According to preliminary data released by the Secretariat of the Election Commission of India, around 51 percent of the registered voters had voted until two hours before the end of polling on Tuesday, a moderate figure keeping in mind the historically high voting percentage in the country, which has nearly 900 million registered voters in total.

The fight against terrorism and national security have been central themes in the ongoing elections, especially after in February India claimed to have carried out airstrikes inside Pakistani territory on the camp of a terror group, which had claimed responsibility for an attack that killed 42 Indian security personnel in India-administered Kashmir on Feb. 14.

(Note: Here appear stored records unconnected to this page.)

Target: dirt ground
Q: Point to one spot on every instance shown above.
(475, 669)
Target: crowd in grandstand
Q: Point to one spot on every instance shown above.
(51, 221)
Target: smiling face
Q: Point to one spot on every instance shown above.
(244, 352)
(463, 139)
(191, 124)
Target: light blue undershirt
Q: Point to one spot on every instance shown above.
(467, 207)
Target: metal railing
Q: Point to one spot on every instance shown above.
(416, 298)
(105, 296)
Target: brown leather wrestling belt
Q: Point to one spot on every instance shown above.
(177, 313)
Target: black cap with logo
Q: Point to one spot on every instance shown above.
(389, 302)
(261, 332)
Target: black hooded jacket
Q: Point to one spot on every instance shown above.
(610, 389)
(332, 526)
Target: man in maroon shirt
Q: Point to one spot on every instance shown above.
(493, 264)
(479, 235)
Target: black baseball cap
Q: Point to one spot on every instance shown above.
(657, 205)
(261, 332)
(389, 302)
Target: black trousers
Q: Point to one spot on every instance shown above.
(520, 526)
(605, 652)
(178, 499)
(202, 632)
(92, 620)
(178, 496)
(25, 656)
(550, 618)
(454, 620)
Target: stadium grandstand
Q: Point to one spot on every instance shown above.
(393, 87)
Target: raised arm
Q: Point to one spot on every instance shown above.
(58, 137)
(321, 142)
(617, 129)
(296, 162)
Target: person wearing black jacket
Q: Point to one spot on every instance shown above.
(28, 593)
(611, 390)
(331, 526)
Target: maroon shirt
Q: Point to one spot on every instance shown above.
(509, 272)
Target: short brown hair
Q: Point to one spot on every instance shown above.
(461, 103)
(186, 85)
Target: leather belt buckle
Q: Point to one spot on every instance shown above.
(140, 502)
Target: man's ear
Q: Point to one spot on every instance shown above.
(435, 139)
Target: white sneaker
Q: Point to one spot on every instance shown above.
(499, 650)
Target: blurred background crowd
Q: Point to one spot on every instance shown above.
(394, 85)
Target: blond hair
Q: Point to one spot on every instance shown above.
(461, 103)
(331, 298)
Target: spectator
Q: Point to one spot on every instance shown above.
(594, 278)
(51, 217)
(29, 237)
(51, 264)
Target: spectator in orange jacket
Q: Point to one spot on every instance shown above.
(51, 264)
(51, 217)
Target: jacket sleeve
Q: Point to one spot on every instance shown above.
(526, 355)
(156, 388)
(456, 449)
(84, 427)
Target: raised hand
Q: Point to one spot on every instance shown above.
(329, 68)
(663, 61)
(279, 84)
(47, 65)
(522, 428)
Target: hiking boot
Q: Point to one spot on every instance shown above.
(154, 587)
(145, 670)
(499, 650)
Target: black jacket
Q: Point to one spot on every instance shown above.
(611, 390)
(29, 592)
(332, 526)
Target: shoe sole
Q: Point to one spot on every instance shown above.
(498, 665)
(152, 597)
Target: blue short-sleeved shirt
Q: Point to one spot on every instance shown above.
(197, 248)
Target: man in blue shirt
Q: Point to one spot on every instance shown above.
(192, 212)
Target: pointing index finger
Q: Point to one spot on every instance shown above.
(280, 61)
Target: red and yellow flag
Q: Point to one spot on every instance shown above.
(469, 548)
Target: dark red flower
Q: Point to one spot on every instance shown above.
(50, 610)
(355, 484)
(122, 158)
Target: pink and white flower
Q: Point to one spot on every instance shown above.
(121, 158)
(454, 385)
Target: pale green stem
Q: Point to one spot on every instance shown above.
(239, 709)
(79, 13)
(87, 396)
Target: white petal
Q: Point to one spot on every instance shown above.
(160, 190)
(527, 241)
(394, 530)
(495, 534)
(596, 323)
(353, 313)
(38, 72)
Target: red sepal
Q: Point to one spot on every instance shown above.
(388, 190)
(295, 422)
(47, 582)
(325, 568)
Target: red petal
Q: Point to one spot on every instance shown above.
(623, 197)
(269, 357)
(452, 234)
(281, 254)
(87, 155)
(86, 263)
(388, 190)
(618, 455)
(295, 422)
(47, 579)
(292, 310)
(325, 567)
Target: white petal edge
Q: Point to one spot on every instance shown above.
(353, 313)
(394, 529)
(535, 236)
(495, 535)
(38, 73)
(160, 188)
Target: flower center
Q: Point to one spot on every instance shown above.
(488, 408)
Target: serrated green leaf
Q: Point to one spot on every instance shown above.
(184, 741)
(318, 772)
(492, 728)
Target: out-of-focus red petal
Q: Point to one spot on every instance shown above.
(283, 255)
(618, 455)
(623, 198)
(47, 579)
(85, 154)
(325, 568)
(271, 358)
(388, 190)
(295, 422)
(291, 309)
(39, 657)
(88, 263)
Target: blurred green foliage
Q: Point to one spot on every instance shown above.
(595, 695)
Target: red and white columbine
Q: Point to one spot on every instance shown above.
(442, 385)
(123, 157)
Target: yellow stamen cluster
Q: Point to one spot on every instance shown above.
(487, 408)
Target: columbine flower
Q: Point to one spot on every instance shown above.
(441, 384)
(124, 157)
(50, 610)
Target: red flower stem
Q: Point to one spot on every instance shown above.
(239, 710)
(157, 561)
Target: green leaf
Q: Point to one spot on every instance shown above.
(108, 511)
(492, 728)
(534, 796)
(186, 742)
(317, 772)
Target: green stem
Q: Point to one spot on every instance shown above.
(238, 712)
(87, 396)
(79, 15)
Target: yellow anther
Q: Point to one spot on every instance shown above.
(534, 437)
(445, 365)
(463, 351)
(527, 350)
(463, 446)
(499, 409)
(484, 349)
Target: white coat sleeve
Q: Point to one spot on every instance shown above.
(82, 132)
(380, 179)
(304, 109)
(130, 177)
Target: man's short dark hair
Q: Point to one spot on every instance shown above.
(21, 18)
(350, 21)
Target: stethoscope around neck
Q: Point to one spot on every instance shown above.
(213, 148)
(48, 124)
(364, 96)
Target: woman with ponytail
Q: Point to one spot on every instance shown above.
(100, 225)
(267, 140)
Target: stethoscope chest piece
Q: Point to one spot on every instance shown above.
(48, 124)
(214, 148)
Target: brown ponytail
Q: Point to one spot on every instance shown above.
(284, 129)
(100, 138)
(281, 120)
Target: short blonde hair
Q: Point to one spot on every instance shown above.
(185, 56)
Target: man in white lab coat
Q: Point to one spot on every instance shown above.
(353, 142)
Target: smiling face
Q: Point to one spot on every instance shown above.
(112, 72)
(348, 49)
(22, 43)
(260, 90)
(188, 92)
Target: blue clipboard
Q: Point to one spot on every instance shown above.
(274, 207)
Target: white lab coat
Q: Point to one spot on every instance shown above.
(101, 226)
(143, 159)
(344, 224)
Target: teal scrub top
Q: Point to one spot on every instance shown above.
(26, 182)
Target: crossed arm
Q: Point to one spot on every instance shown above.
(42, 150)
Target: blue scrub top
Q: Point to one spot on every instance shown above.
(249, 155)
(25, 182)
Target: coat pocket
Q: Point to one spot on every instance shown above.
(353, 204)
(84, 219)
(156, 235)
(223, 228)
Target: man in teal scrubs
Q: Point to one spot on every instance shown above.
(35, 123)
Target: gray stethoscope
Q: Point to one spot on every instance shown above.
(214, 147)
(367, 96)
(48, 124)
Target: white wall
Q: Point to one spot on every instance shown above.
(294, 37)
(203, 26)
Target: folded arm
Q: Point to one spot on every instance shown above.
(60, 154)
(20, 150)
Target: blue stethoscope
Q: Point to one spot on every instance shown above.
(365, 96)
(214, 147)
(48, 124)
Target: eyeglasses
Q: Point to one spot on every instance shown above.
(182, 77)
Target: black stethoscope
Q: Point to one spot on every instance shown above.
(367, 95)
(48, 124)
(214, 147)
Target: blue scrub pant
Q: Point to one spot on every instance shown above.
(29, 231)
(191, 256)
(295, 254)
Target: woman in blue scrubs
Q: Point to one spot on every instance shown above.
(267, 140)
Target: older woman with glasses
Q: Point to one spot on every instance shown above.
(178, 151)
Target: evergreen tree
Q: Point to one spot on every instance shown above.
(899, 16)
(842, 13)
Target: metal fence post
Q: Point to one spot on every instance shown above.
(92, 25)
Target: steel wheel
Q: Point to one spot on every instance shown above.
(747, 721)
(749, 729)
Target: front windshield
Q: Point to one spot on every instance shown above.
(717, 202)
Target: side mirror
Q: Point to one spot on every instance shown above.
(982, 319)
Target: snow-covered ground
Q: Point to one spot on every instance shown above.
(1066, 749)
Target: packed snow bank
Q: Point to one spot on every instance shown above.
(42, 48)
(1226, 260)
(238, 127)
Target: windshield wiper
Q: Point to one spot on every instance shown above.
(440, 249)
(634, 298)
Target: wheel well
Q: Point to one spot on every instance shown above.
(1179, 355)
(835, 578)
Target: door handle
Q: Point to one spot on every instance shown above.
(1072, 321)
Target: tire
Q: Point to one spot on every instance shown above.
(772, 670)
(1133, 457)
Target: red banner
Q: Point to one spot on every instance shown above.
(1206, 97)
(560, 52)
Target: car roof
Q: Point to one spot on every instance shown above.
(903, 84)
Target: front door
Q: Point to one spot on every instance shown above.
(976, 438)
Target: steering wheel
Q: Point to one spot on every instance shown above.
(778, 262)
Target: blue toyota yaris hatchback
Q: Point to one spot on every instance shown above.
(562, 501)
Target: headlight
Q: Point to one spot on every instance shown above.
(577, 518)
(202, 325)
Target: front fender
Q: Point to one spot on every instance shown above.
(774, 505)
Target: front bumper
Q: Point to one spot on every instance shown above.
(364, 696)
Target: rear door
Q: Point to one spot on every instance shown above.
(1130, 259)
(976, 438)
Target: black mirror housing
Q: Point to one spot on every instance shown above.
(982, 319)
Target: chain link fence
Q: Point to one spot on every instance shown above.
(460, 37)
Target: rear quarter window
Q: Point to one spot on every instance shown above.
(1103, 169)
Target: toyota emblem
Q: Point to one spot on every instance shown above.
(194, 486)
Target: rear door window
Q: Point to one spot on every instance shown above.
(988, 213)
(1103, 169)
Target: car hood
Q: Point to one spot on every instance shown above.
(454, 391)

This week, after a series of attacks on hotels and churches in Sri Lanka on Sunday killed more than 300 people and injured more than 500, the prime minister has put greater emphasis on the issue of fighting against terrorism and said it formed a part of the "New India" built by his government.

In the Indian parliamentary system, a political party or coalition requires the support of a simple majority: at least 272 lawmakers in the lower house, to form the government.

Modi and his Hindu right-wing nationalist Bharatiya Janata Party are being touted as favorites to repeat their 2014 victory, although they are facing a tough challenge from the biggest opposition party, the Indian National Congress, led by Rahul Gandhi.

The electoral process will reach its halfway point on Apr. 29, when the fourth round of voting will be held, with results due to be announced on May 23.